Additional Deductible Options and Resulting Higher Discounts
Here are some additional deductible options. Before, the only options available were $0, $50 and $250. The price you see in the table is with the $50 deductible. If you chose a $0 deductible, you have to add 5% to the price shown in the table. In other words, higher price. If you chose a contract with a $250 deductible, you will receive a 10% discount, from the price shown in the table. Now, you can chose deductible of $1,000, $5,000, $10,000 and disappearing deductible (available only on $25,000 and %50,000 coverage). With a $1,000 deductible, you will receive a 20% discount, with $5,000 – 35% and 40% discount with a $10,000 deductible from the price shown.
Who may be interested in these amounts of own contribution?
$10,000 will definitely interest those applying for SuperVisa (10-year visa). For example, an insurance for 77 year old parents with the required coverage of $100,000 for one year, will cost $4,891 per person ($13.40 per day x 365 days). For two people that’s $9,292.90 ($4,891 x 2 = $9,782 less 5% discount). In order to process this invitation, we need to collect all documents and obtain visitor’s insurance ahead of time, pay over 9 thousand dollars and send it over to consulate. This is the standard procedure. But, there is an alternative way to go about this. We can start by paying $5,575.74, obtain the necessary confirmation of medical insurance, send it over to the consulate, receive SuperVisa and pay the remaining $3,717.16 only 1-2 weeks prior to arrival. What we are doing is processing the required insurance to obtain SuperVisa, but only at minimum, without coverage on existing conditions and with a $10,000 own contribution (deductible) instead of standard $50. This type of coverage will be practically half the price. When the visa is received and you know arrival dates, you can upgrade this coverage to a better one and pay the difference. This can only be done one, prior to your relatives’ arrival.
Another option: $1,000 deductible with the same example. In this case the company will offer you a 20% discount. The amount of discount would be $1,857.58. If you decide that you will be covering all the expenses not associated with a hospitalization, this may be interesting for you. As soon as hospitalization is involved, your bill will definitely be over $1,000, and everything, over that amount, will be covered by insurance. In this case you will cover doctor visits, observations, medications, emergency services, if there is no need to be hospitalized overnight. You decide what’s best for you – process insurance contract with a deductible of $1,000 and receive a discount of $1,857.58, or a standard deductible option.
Disappearing deductible – only available on coverage of $25,000 (30% discount) and $50,000 (25% discount) in case of illness. In case of an unfortunate event (trauma), there will be no deductible.

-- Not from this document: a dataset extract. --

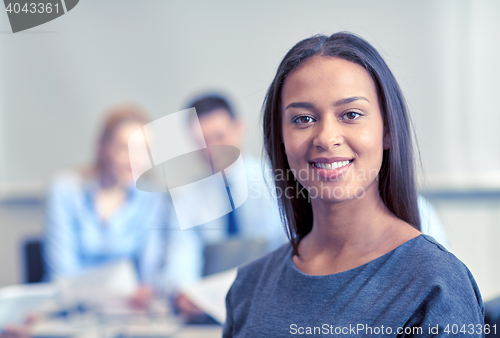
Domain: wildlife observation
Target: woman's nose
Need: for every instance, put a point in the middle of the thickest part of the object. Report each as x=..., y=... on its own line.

The disappearing deductible is processed in the amount of $2,500 and works in the following way: as expenses in case of a claim reach an amount of $2,500, the insurance company covers, in full, all necessary associated medical expenses without a deductible. Meaning you do not pay anything (deductible disappears). But you have to remember that there is a difference from other deductible options. All other deductible options work on a “per policy” basis, disappearing deductible works on a “per claim” basis.
Per Policy – a relative came to visit for a few months and you chose a $1,000 deductible (for example). If the first claim is for $800, if another claim occurs, you will only have to pay $200, and the rest is the responsibility of the insurance company.
Per Claim ($2,500 deductible) – means, that in one claim you had to pay $2,000, and there is another claim, you previous expenses are not accounted for and you are again responsible for paying a $2,500 deductible.
Let’s look at an example with a $2,500 disappearing deductible. A 77 year old relative is visiting for 6 months. A full coverage with a standard $50 deductible will cost $1,810. The company offers you a 30% discount on a $50,000 coverage. The discount amount is $543. So you pay $1267 with the following assumptions:
- In case of a trauma, this policy provides coverage with no deductible.
- An elderly person can take care of minor issues on their own, as they are well aware of their illnesses and has all the necessary medication to maintain an ongoing chronic condition.
- Often, even our parents, refuse to go to a doctor, to avoid spending our money. But, if something serious occurs, there are no other options, you have to go and if there is at least 1 night stay, the bill will immediately be over $2,500, as the hospitalization is usually between $2,300 and $4,000, not including necessary operations.
You decide, what is more beneficial to you – to process an insurance contract with a disappearing deductible of $2,500 in case of illness (trauma is covered without deductible) and receive a discount of $532, or a standard deductible option.